The X1 Carbon Touch I am using is equipped with the following:
** The physical machine dimensions are 13.03 inch (width) x 8.9 inch (depth) x 0.74 inch (height). The screen is 14 inches measured diagonally. Like many of the newer Ultrabooks, this 14-inch display sports a very thin display bezel to make it fit in the 13 inch frame. To me this is again, a win-win situation. I get a 13-inch machine with a great internal display size and resolution!
These specs are close to the top of the line for the X1 Carbon Touch. Note that Lenovo does ship several additional models targeting several different price points.
Here is a quick tour around the outside of the machine. On the left side of the machine you will find the power jack, exhaust vent, and a USB 2.0 port.

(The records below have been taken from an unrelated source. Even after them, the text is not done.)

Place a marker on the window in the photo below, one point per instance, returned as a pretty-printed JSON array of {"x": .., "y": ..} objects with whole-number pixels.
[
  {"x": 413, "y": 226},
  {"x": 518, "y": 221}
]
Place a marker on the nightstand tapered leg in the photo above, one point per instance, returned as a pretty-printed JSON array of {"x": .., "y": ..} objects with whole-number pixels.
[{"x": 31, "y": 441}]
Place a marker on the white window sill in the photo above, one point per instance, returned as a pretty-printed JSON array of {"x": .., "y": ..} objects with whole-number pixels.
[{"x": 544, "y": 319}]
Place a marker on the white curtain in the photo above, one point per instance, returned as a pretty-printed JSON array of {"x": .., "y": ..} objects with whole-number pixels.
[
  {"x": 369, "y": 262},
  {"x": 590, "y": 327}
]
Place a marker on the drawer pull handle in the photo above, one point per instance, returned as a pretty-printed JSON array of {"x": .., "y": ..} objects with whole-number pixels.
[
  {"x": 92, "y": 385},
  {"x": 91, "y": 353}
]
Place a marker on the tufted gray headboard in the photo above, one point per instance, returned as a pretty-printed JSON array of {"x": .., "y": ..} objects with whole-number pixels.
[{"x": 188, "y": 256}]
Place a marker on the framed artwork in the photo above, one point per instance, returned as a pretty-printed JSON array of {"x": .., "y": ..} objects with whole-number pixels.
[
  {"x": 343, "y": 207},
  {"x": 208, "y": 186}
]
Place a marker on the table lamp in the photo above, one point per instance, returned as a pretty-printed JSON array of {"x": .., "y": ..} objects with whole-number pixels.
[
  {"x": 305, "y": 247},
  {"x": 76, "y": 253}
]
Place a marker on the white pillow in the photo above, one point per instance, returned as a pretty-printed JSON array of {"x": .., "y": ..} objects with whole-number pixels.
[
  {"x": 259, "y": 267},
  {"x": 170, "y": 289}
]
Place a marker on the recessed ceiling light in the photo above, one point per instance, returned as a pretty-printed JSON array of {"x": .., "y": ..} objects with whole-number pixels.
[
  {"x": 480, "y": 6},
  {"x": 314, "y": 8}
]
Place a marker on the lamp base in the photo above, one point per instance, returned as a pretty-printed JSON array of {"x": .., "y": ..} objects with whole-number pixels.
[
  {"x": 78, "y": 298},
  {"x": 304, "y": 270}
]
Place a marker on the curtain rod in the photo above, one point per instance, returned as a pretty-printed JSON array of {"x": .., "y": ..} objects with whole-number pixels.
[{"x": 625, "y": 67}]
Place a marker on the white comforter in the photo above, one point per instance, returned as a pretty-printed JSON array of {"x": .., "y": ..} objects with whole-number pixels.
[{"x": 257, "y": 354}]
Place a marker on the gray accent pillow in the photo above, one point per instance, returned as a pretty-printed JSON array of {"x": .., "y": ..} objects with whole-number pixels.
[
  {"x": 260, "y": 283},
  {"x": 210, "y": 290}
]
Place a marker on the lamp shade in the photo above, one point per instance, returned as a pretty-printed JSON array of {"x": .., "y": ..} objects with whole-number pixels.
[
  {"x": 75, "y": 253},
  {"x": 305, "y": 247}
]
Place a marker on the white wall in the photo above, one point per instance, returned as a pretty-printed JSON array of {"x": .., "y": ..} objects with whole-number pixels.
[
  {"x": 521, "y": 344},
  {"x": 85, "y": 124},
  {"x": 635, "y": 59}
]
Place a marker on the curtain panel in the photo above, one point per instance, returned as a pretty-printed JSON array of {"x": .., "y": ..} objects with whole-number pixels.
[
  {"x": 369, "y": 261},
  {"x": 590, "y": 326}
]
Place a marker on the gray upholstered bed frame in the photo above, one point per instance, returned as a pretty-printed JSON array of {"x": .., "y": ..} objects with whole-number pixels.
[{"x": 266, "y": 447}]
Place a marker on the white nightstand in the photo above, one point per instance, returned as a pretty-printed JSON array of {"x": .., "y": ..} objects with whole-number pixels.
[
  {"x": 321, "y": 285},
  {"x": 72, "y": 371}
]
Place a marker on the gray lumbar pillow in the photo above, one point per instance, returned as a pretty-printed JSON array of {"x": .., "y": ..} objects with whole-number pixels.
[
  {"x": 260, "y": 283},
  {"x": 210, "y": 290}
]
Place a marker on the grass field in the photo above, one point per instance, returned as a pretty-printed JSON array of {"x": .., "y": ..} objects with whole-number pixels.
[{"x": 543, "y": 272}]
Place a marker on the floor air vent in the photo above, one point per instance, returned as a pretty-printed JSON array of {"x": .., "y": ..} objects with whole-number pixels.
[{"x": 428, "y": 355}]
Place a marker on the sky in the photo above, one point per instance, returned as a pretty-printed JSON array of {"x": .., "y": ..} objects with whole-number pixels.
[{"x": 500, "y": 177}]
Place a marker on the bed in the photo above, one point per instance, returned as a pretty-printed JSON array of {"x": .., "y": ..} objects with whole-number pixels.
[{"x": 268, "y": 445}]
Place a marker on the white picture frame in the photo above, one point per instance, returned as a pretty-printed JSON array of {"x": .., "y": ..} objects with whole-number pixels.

On the right hand side of the machine you will find a USB 3.0 port, a Mini-Display Port, an SD Card Reader and the headphone jack.
The main deck of the machine sports the ThinkPad keyboard (backlit, spill resistant), a glass touch pad, a ThinkPad TrackPoint and a top set of utility keys (sound and power/on-off).
When I got the X1 Carbon Touch, it quickly became the machine that I used at work, at home, and everywhere between. At work and at home my job involves quite a bit of software development. Writing and compiling code is taxing on a system, and requires a machine that can tackle heavy tasks. Over the years I have found that I am most satisfied with hardware that is very fast while also being reliable and portable. The X1 Carbon’s weight, size, and performance characteristics have made this my ideal development PC. In addition the touch screen allows me to write Windows Store apps and test them out (test the touch interactivity) on the same machine. For these purposes I have no complaints about the X1 Carbon Touch. It has worked fantastically for me as an on-the-go software development laptop.
During my road test I often found that it’s some of the lesser mentioned qualities of the machine that I have grown to really appreciate. For example – I love the backlit keyboard. Much like many of my developer peers I tend to like working in darker environments. I don’t know why, I guess it just lets me focus more. In any case, I love the softly glowing backlit keyboard. I guess it also should be mentioned that I really enjoy the keyboard itself. The key travel and feedback work great for me.
At this point, you can probably tell, I am a fan of the X1 Carbon Touch. However there is a reason Lenovo produces several different series of ThinkPads, including the other X Series machines, the T Series and the W Series. As with any machine purchase I recommend doing your homework to figure out which machine is the right fit for you. The X1 Carbon Touch is a solid performer in a very thin and light package. If you’re looking for a highly portable ThinkPad then this machine would be a great choice.